Er findet es allerdings befremdlich, dass die KVB, die ja für die Notarztversorgung in Bayern zuständig ist, den Kolleginnen und Kollegen in Zukunft nicht gerade mehr Lust auf Notarzt macht. Standorte wie Greding oder Neuendettelsau (obwohl es dort ein Krankenhaus gibt) könnten schon heute nur schwer besetzt werden, weiß der Mediziner. Da werde auch die erhöhte Bereitschaftspauschale nichts ändern. Denn junge Kollegen haben kein Interesse auf einer Rettungswache herumzusitzen und Däumchen zu drehen. „Die wollen was arbeiten.“

Es sei ein weiterer Baustein, den Notarztdienst unattraktiver zu machen, meint Thomas Hollweck, der schon auch im Hinterkopf hat, dass in naher Zukunft – ähnlich wie in den USA – Notfallsanitäter die Notärzte ablösen könnten. Seit dem Jahr 2006 habe es für Notärzte keine Honorarerhöhungen mehr gegeben, stellt er fest, und jetzt komme der Rasenmäher.

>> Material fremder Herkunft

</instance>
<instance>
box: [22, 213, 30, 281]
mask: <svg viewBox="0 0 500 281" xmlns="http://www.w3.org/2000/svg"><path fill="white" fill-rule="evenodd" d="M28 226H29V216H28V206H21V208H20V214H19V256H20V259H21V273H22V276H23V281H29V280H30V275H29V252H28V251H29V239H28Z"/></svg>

Andreas Wilhelm rechnet zudem vor, dass sich die Einnahmen eines Notarztdienstes um etwa 50 Prozent reduzieren durch Abgaben wie Steuer und Kosten für Fortbildungen (fünf bis sechs pro Jahr), Beiträge zur Krankenkasse und zur Berufsgenossenschaft, Haftpflicht- und Rechtsschutzversicherungen.

„Was man uns zahlt für einen oft lebensrettenden Einsatz ist weniger als das, was ein Handwerker verdient“, sagt Wilhelm. Und er befürchtet, wie seine Kollegen, dass die Präsenz heimischer Notärzte mit langjähriger Erfahrung in Schwabach und damit die Qualität insgesamt schlechter wird. Die Kenntnis der regionalen Versorgungsstrukturen sei neben der Ortskenntnis ein wichtiges Kriterium, das im Notfall Leben retten könne. Die Kassen könnten hier unnötige Kosten einsparen, wenn ein einheimischer Notarzt zu einem Patienten gerufen werde, der die Patienten und die geeigneten Krankenhäuser kennt.

So hoffen Andreas Wilhelm, Dr. Horndasch, und die meisten im Krankenhaus angestellten Notärzte – wie ihre niedergelassenen Notarztkollegen in ganz Bayern – auf Nachverhandlungen. „Auch wenn ich mich von der KVB als Arzt im Krankenhaus nicht wirklich vertreten fühle“, sagt Wilhelm.